Polychromatic Colourings
Overview
This repository provides a formalisation in the Lean 4 theorem prover of results related to
polychromatic colourings of integers. Given a finite set S of integers, a
colouring of the integers is called S-polychromatic if every translate of
S contains an element of each colour class. In other words, for every integer
n and every colour c, there exists some element s \in S such that n + s has colour c.

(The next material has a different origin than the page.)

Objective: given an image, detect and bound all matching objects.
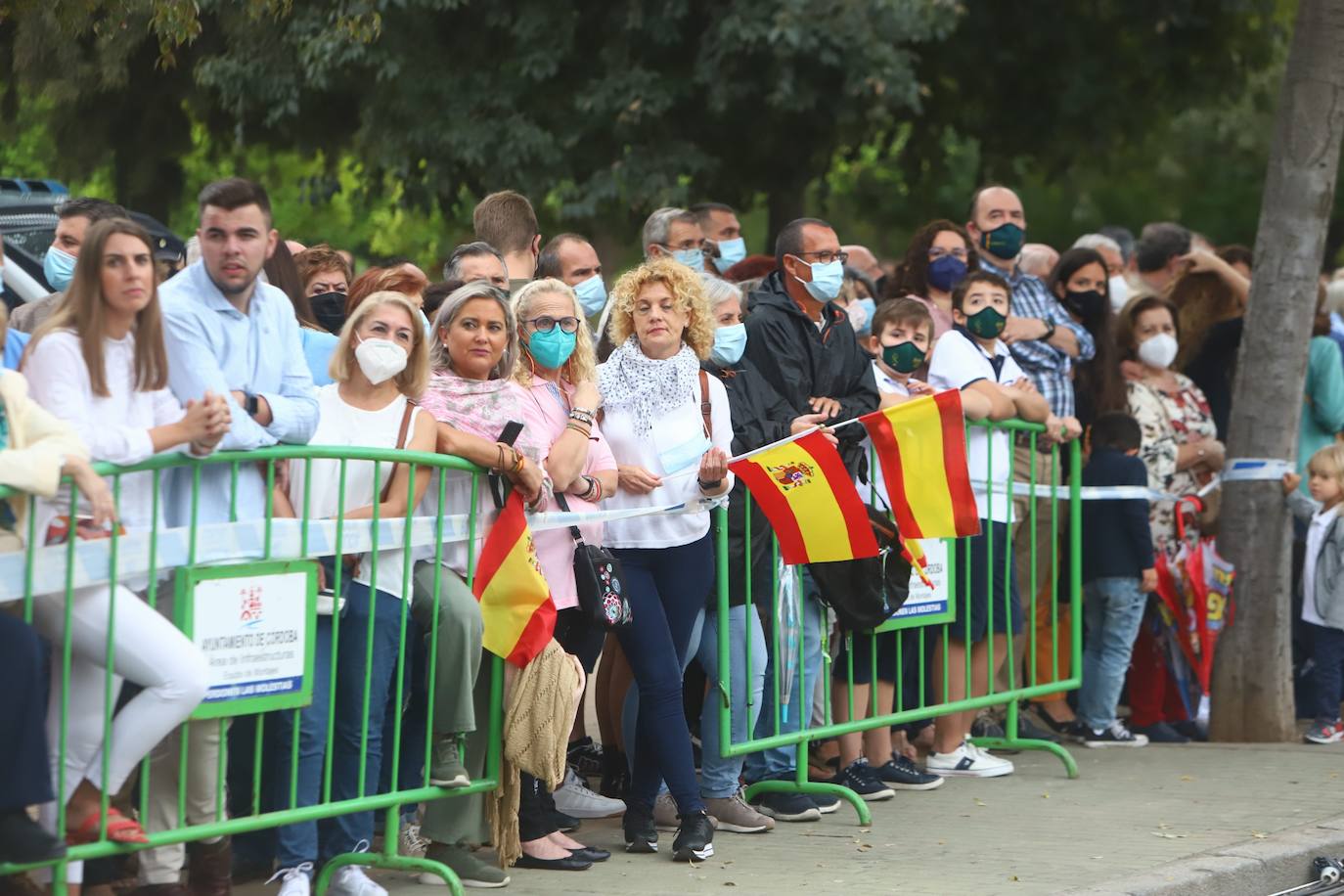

For example, consider the set S = \{0, 1\}. A 2-colouring of the integers is S-polychromatic
if every pair of consecutive integers \{n, n+1\} contains both colours. The standard alternating
colouring (even numbers red, odd numbers blue) achieves this, so S admits a 2-polychromatic
colouring. In fact, this is optimal: no 3-colouring can be S-polychromatic since each pair would
need to contain all three colours but only has two elements.
Using fewer colours makes it easier to be polychromatic: if every translate of S hits
all k colours, it certainly hits any subset of them. Similarly, larger sets are easier to colour
polychromatically, since there are more elements available in each translate to cover the required
colours. So a natural question is: how large must S be to guarantee a k-polychromatic
colouring exists?
Two primary targets of this repository are:
-
Formalise Erdős and Lovász' solution to Strauss' conjecture on the existence of polychromatic colourings of sets of bounded size by any number of colours.
-
Formalise the result that every set of size
4has a polychromatic3-colouring, due to Axenovich, Goldwasser, Lidický, Martin, Offner, Talbot, and Young.
The first of these requires results from probability theory and topology, as well as some calculus. The second is more combinatorial, and the informal proof requires a large computer search to verify around 4 million cases.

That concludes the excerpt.